80 resultados para Efficiency, productivity, deregulation, Malmquist indices, banking
Resumo:
This thesis presents a number of methodological developments that were raised by a real life application to measuring the efficiency of bank branches. The advent of internet banking and phone banking is changing the role of bank branches from a predominantly transaction-based one to a sales-oriented role. This fact requires the development of new forms of assessing and comparing branches of a bank. In addition, performance assessment models must also take into account the fact that bank branches are service and for-profit organisations to which providing adequate service quality as well as being profitable are crucial objectives. This study analyses bank branches performance in their new roles in three different areas: their effectiveness in fostering the use of new transaction channels such as the internet and the telephone (transactional efficiency); their effectiveness in increasing sales and their customer base (operational efficiency); and their effectiveness in generating profits without compromising the quality of service (profit efficiency). The chosen methodology for the overall analysis is Data Envelopment Analysis (DEA).

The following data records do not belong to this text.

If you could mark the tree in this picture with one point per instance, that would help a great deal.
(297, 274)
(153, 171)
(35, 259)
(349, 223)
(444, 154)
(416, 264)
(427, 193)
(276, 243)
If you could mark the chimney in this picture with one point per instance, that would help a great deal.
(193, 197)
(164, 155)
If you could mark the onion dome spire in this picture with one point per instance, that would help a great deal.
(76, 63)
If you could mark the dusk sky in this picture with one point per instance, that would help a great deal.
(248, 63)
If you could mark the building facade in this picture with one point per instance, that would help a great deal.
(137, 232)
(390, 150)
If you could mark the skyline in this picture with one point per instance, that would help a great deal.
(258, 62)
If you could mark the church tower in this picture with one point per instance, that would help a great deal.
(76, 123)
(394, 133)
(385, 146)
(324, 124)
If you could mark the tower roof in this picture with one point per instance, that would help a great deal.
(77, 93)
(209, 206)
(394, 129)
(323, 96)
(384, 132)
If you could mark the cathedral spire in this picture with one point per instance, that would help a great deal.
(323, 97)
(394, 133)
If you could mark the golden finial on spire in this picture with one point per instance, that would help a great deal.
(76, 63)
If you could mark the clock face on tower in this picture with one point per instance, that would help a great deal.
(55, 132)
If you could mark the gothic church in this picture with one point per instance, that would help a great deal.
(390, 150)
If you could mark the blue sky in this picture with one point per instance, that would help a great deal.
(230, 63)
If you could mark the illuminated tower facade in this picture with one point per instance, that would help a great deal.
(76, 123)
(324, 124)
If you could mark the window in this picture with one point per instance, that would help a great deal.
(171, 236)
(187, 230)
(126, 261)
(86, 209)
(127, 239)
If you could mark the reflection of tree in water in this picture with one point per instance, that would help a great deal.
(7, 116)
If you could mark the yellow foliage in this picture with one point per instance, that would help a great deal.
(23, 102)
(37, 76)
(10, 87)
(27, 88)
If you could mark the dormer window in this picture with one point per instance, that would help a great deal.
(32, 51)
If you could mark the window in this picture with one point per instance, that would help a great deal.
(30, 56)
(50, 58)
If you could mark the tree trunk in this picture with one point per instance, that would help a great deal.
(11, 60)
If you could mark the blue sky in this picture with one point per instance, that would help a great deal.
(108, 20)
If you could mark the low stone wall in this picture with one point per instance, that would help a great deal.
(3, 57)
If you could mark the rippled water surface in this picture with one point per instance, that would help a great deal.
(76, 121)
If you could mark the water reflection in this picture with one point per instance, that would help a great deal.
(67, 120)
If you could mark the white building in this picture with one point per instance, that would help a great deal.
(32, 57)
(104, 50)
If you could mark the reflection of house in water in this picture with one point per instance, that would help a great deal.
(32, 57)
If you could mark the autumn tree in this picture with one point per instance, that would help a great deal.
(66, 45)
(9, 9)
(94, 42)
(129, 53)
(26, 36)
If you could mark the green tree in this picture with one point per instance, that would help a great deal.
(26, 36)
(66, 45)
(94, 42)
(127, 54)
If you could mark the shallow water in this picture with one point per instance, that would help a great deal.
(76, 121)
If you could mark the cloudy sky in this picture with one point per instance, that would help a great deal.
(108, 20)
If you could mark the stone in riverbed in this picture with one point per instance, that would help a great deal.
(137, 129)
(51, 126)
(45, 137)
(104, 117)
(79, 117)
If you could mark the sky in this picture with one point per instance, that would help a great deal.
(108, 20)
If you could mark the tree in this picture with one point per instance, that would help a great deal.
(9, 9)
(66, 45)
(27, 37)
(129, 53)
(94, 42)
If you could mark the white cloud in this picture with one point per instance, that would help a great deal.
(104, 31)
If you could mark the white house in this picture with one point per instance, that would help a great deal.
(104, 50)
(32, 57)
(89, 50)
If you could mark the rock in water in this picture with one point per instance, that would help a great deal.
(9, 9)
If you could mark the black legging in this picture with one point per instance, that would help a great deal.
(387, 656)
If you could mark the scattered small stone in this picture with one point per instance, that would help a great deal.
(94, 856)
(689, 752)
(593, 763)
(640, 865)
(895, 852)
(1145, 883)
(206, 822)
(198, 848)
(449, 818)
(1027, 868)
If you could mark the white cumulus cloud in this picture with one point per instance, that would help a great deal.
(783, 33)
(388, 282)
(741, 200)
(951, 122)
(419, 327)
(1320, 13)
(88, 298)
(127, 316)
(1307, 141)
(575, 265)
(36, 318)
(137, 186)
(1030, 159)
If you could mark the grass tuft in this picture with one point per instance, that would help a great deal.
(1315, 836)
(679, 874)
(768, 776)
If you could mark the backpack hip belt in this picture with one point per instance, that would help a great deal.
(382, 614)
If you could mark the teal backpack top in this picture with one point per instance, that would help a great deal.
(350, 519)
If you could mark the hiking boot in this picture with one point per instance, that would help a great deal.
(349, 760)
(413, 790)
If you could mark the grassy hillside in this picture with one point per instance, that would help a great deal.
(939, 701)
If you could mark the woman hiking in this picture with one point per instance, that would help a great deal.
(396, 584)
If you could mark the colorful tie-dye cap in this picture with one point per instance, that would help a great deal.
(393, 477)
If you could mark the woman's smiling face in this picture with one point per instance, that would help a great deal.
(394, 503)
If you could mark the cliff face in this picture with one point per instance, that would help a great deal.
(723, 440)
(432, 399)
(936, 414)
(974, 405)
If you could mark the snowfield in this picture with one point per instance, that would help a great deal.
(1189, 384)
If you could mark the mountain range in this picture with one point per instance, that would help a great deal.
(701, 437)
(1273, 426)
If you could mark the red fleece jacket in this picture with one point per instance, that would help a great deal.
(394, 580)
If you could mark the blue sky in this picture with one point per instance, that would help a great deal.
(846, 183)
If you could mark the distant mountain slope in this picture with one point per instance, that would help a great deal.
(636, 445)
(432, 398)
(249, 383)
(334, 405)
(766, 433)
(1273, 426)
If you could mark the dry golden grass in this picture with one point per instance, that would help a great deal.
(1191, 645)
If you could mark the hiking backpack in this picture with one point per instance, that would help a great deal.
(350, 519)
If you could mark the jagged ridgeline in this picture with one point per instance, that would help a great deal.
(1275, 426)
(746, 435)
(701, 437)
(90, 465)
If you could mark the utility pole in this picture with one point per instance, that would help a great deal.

The application attempted here required some adaptations to existing DEA models and indeed some new models so that some specialities of our data could be handled. These concern the development of models that can account for negative data, the development of models to measure profit efficiency, and the development of models that yield production units with targets that are nearer to their observed levels than targets yielded by traditional DEA models. The application of the developed models to a sample of Portuguese bank branches allowed their classification according to the three performance dimensions (transactional, operational and profit efficiency). It also provided useful insights to bank managers regarding how bank branches compare between themselves in terms of their performance, and how, in general, the three performance dimensions are connected between themselves.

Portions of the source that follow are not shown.